Maura Townsend Dance21 Project in Townsend’s “Together we are Strong” – Part II – Photo by Denise Leitner

The title Together We Are Strong originates from an incredible speech by the late Congressman John Louis that he gave at the 2014 Emory University Commencement.  Dance artist’s Maura Townsend’s work opened with an excerpt from Louis’ speech with a powerful performance by solo dancer Eliezer Rabello. Rabello’s ability to articulate movement is wonderful to watch and his presence was not overpowered by Louis’ inspirational oratory. Just before he left, Rabello was eventually joined by other members of the Maura Townsend Dance Project21 Dance Kylie Francisco, Colleen Melhuish, Alexis Ramirez, Mira Rose, and Rachel Turner performing to Radiohead’s Reckoner.

Although Together We Are Strong opens with a gut punch and uplifting words, as time passes the choreography occasionally becomes disconnected from Townsend’s initial vision. Her choreographic structure is strong, and the dancers are wonderful to watch, and throughout they continue to emote Louis’ words, but Townsend’s storyline or emotional statement loses focus.

The concert closed with Brockus’ work-in-progress Jonah which her program notes state is a work with Southern Exposure.
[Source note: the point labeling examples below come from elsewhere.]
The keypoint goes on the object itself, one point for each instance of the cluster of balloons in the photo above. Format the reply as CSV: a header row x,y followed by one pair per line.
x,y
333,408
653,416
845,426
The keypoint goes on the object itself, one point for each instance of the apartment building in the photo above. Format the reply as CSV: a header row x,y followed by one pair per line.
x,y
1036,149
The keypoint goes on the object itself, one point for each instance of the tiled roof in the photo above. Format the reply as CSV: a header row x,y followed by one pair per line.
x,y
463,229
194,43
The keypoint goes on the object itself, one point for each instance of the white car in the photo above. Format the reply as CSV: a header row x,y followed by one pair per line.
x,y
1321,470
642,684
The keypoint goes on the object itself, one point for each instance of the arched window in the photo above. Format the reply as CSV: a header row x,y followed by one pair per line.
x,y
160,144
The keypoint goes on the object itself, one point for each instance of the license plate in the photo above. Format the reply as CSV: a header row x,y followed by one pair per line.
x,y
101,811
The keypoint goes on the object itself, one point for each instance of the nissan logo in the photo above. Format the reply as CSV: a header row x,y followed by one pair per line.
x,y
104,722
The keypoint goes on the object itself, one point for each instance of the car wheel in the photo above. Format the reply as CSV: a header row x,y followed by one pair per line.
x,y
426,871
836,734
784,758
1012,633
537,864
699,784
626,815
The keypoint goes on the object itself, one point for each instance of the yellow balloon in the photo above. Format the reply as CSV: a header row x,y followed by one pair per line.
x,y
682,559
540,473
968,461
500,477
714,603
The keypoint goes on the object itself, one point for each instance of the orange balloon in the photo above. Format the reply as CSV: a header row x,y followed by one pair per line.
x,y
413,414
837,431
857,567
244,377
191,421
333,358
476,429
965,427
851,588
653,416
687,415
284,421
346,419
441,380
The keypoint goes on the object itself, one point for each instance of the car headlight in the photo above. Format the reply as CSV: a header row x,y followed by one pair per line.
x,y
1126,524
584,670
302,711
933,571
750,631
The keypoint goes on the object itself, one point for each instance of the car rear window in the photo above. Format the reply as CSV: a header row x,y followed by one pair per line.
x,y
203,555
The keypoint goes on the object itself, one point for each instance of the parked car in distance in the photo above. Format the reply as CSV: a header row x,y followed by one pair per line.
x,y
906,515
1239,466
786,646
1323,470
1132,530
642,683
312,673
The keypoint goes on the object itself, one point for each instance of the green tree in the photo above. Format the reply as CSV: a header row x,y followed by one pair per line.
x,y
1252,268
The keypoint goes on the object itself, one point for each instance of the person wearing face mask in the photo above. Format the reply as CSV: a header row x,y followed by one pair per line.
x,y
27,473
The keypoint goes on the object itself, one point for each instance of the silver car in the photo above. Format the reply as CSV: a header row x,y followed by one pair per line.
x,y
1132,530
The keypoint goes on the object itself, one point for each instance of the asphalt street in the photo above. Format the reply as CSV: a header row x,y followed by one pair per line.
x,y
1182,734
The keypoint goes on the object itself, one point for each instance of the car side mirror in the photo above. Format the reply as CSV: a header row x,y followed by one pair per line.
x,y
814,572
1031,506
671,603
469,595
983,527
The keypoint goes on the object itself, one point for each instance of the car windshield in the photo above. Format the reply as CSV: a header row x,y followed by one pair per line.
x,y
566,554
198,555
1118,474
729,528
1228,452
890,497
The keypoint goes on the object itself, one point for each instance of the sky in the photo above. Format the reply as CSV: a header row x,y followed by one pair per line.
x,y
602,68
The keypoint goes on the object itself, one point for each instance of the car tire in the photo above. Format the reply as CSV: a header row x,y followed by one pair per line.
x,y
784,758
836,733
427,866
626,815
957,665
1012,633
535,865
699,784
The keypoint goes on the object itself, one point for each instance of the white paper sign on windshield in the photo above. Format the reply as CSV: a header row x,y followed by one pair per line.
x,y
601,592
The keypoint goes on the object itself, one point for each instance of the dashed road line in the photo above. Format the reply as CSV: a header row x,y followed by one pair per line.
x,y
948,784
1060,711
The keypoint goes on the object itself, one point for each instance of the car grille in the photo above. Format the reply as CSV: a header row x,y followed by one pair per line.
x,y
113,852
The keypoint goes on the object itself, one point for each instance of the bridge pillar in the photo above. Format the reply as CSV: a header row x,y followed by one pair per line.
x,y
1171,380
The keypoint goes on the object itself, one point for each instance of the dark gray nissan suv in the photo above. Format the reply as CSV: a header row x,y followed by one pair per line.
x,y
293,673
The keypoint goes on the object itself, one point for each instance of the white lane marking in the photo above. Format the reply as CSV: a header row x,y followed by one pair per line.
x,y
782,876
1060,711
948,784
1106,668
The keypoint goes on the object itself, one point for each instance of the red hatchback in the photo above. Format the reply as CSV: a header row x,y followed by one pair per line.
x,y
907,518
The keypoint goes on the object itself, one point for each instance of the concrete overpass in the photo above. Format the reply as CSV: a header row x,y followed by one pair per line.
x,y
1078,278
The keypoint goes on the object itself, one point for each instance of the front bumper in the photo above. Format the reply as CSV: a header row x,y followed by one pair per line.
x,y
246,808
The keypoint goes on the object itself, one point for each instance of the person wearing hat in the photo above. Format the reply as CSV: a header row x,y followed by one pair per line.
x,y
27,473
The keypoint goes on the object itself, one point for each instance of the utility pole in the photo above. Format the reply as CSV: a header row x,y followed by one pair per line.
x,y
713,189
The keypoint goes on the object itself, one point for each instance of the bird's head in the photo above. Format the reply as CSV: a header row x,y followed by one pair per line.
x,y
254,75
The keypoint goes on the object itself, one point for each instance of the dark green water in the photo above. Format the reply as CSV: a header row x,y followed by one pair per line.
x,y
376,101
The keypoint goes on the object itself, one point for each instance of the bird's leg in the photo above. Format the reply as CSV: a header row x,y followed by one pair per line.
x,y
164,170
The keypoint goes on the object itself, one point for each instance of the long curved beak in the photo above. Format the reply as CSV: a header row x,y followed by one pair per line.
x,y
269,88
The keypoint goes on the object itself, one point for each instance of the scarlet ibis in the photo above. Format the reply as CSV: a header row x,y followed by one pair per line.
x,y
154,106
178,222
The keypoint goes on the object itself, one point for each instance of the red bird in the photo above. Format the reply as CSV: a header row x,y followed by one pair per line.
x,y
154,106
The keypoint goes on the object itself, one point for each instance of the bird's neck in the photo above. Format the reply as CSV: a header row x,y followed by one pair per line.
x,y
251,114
Brockus’ mother grew up in South Carolina and having been raised in Virginia, I recognized many of the images provided by Brockus.  There’s a wash board for cleaning laundry, a row of crops, dirt roads, women hard at work in a mill, and the social restrictions placed upon them by southern men and strict religious rules. Two long pieces of fire engine red colored cloth are manipulated by dancers Mackey, Hancock and Joo. While most of their actions are translatable, a couple remain obtuse. This is fine, and I enjoyed trying to figure them out, but perhaps a few more hints are appropriate. Jonah shows much promise and I look forward to seeing the finished evening-length work.